We’ve seen a lot of ARM server activity in recent weeks. ARM chip upstart Calxeda announced both their 5-watt EnergyCore ARM chip (breakdown here) and a partnership with x86 giant HP (outlined here). The ARM architecture is also getting a much necessary, but painfully slow, 64-bit makeover, slated to roll out in 2014.

ARM processors use much less power than even the stingiest x86 chip, which is much of the reason why many tout them as the answer for massive web serving infrastructures. But for rigorous enterprise and HPC (high performance computing) processing chores, ARM simply doesn’t get it done. The 32-bit versions can’t address enough memory, and there isn’t enough oomph in the ARM chip and instruction set to compete with mainstream x86 processors on server-like chores.

But combining ARM with the massive number-crunching power of GPUs might give HPC and analytic processing types the best of both worlds: very high energy efficiency and density without performance compromises. (Read more below…)

 

An approach like this is probably also the clearest route to exascale, where the biggest hurdle is the fact that simply powering up an exascale system will take the juice of a small city – and a fair amount of its real estate too.

At SC11 on Monday, NVIDIA announces major progress along exactly these lines. First, they’ll talk about Europe’s Mont-Blanc project, the goal of which is to develop a European exascale approach using ultra energy-efficient, off-the-shelf components to build supercomputers that are competitive with Top500 leaders.

Mont-Blanc will rely heavily on NVIDIA’s Tegra ARM processor to act as traffic cop for GeForce GPU accelerators. According to NVIDIA, the first prototype will have 256 ARM processors fronting some number (assumedly large) of NVIDIA GPUs. There is a discussion of Mont-Blanc plans here.

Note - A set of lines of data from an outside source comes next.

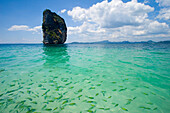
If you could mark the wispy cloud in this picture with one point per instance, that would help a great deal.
(163, 2)
(63, 11)
(164, 14)
(25, 28)
(116, 21)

But if you want to investigate the possibilities inherent in combining ARM and GPUs, but don’t have the check book of a major international computing consortium behind you, help is on the way. Next year will bring a CUDA for ARM development kit that includes a board with a quad-core NVIDIA Tegra 3 ARM processor and a CUDA-enabled GPU, along with Gigabit Ethernet, SATA and USB ports. Pricing and other details aren’t yet available.

Putting together ARM and GPUs (or other specialized accelerators) will mount the strongest challenge yet to the x86 hegemony in scientific and technical computing. While there certainly isn’t a large (or much of any) ARM HPC software ecosystem, HPC users are typically quite willing to roll their own when it comes to new technology. They’re happy to build and optimize their own software if the end result is higher performance at less cost.

If the combo proves successful in HPC, then it’s a matter of time before it becomes more fully commercialized and starts popping up in enterprise data centers.